TECHNIQUE BREAKDOWN: How to defend yourself with BJJ moves by Shane Suzuki
When someone attacks you from behind
- When someone grabs you from behind suddenly, immediately step your nearest leg behind him so your hips are positioned behind his.
- Reach for his hip with your nearest hand and bend your knees.
- Pull him up by his hips using strength from your leg, while keeping your back straight.
- Drop him to the floor and free your head by pulling it out the back.
- Keep the grip on his wrist the same and follow up the throw by pulling his arm behind his back, while kneeling on his spine to restrain him. This shoulder lock is a modified “kimura”, which is used in BJJ.
When someone approaches you aggressively
- When someone comes up to you aggressively and pulls you by the collar, pull your arm on the same side up, past your elbow.
- Circle that arm around his arm and go underneath his elbow to make it collapse.
- Grip your own hand and clasp them together.
- With this lock grip, pull it through and back around his arm. (Make sure your arm is coming under his elbow.)
- This grip will pull his upper body backwards, so use this to take him off balance, then trip him with your nearest foot as he stumbles backwards.
- Open your grip briefly to place your hand on his body for control.
- Re-grip your hands to crank his arm, as you place your knee on his side to pin him down.
When someone attacks you by surprise
- When someone charges up to you with a swinging punch, quickly pull your hand up to the side of your head to block.
- Then use that same hand to grip his wrist.
- Push your hips into him and turn your back on him, while bringing your free arm right underneath his armpit to grip his tricep/shoulder area.
- Pull his entire body over your shoulders by using your hips. (Your hips should be slightly lower than his with your knees bent and back straight.)
- Throw him to the floor. This throw is a “no gi” variation of a judo technique known as “ippon seoi-nage”.
- Keep both of your hands on his arm as he falls.
- Pull his wrist behind his head.
- Push his elbow behind as well, to apply a shoulder lock as you keep him pinned. This shoulder lock is a modified “americana” used in BJJ.
When someone ambushes you and chokes you
- When someone pushes you against the wall and tries to choke you, quickly grip your hands together to make an “L” shape with your forearms.
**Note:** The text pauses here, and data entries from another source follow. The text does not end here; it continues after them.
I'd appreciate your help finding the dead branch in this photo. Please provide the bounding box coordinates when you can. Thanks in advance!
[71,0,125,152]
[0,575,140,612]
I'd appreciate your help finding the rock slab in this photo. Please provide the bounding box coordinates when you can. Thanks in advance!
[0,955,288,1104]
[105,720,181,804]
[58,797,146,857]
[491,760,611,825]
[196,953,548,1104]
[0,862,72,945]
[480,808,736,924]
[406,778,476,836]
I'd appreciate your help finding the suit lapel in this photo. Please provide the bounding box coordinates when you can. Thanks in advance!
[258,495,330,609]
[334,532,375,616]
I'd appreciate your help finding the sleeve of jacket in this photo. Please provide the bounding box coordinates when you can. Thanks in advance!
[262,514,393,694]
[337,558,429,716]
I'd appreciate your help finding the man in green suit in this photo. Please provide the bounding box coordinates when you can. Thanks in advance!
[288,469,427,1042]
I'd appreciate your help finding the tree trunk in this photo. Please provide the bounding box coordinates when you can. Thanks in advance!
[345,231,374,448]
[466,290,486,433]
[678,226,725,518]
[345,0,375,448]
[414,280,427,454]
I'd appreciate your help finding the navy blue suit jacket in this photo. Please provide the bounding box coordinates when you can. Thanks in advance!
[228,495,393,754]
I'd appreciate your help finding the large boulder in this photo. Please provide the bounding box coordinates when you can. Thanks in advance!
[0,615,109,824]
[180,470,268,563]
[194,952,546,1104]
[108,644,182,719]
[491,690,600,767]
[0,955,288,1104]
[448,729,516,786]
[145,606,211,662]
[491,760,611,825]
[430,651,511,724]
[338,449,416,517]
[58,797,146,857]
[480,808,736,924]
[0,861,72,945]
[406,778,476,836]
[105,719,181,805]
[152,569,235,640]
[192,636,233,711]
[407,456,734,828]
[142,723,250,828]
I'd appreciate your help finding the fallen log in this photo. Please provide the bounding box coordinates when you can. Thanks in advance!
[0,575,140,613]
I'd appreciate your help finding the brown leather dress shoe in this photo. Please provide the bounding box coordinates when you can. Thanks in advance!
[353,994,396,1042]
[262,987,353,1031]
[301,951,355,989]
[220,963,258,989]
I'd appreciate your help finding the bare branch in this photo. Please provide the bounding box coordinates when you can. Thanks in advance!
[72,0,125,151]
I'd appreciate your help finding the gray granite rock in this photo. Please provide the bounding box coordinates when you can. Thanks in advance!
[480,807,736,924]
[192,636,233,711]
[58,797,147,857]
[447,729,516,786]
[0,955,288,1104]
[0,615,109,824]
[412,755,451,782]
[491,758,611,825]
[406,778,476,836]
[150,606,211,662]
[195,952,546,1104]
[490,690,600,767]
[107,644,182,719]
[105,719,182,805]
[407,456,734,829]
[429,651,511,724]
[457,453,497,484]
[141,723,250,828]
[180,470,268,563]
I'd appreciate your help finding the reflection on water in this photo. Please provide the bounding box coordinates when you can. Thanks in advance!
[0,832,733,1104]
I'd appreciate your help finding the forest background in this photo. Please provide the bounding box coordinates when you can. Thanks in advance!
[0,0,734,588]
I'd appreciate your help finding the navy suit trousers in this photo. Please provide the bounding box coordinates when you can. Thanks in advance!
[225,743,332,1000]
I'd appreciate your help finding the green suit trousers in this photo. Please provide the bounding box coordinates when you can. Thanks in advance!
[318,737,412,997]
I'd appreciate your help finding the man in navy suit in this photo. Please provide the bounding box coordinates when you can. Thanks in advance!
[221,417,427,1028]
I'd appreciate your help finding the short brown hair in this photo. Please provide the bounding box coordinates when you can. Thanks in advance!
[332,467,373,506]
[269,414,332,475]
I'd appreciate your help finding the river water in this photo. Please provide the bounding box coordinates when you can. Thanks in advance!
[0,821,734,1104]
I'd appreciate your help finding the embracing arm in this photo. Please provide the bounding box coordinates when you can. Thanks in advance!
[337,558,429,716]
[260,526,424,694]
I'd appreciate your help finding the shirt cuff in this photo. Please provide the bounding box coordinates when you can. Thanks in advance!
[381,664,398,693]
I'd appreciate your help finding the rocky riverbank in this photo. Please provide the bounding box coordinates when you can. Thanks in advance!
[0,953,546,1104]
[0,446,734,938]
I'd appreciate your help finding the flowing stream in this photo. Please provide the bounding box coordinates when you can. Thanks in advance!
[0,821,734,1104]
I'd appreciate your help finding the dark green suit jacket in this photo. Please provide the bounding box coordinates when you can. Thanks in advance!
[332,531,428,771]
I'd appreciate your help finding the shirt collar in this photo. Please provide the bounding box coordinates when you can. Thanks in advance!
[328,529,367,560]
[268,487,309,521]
- Drop your left forearm down hard onto his elbow to force it to bend, thus breaking his grip on your throat.
- Use your right hand to grip his wrist, then use your left hand to grip your own wrist and make a “Figure 4” on his arm. This is a BJJ technique known as “americana” or figure-four armlock.
- You can either use this to force him backwards and to the ground, or forwards head-first into the wall.
GLOSSARY OF BJJ TERMS
A Kimura is a double joint armlock which applies painful pressure on the opponent’s shoulder, making it difficult to escape. Apply enough force and it may result in a broken arm or dislocated shoulder. A Kimura can be done from multiple positions.
The gi used in BJJ is the standard uniform that practitioners use in training and competition. It is typically composed of a heavy cotton jacket and reinforced trousers, with a cloth belt at the waist which indicates the rank of the practitioner (eg. white belt, blue belt, purple belt, brown belt, black belt).
No-gi is when the practitioners compete without wearing the gi, allowing for a faster pace. Instead of using the gi to apply leverage and control, having no gi allows one to focus more on underhooks and overhooks to dominate opponents.
The americana is a grappling keylock technique where both of the practitioner’s arms isolate and cause flexion to the shoulder or elbow of the opponent.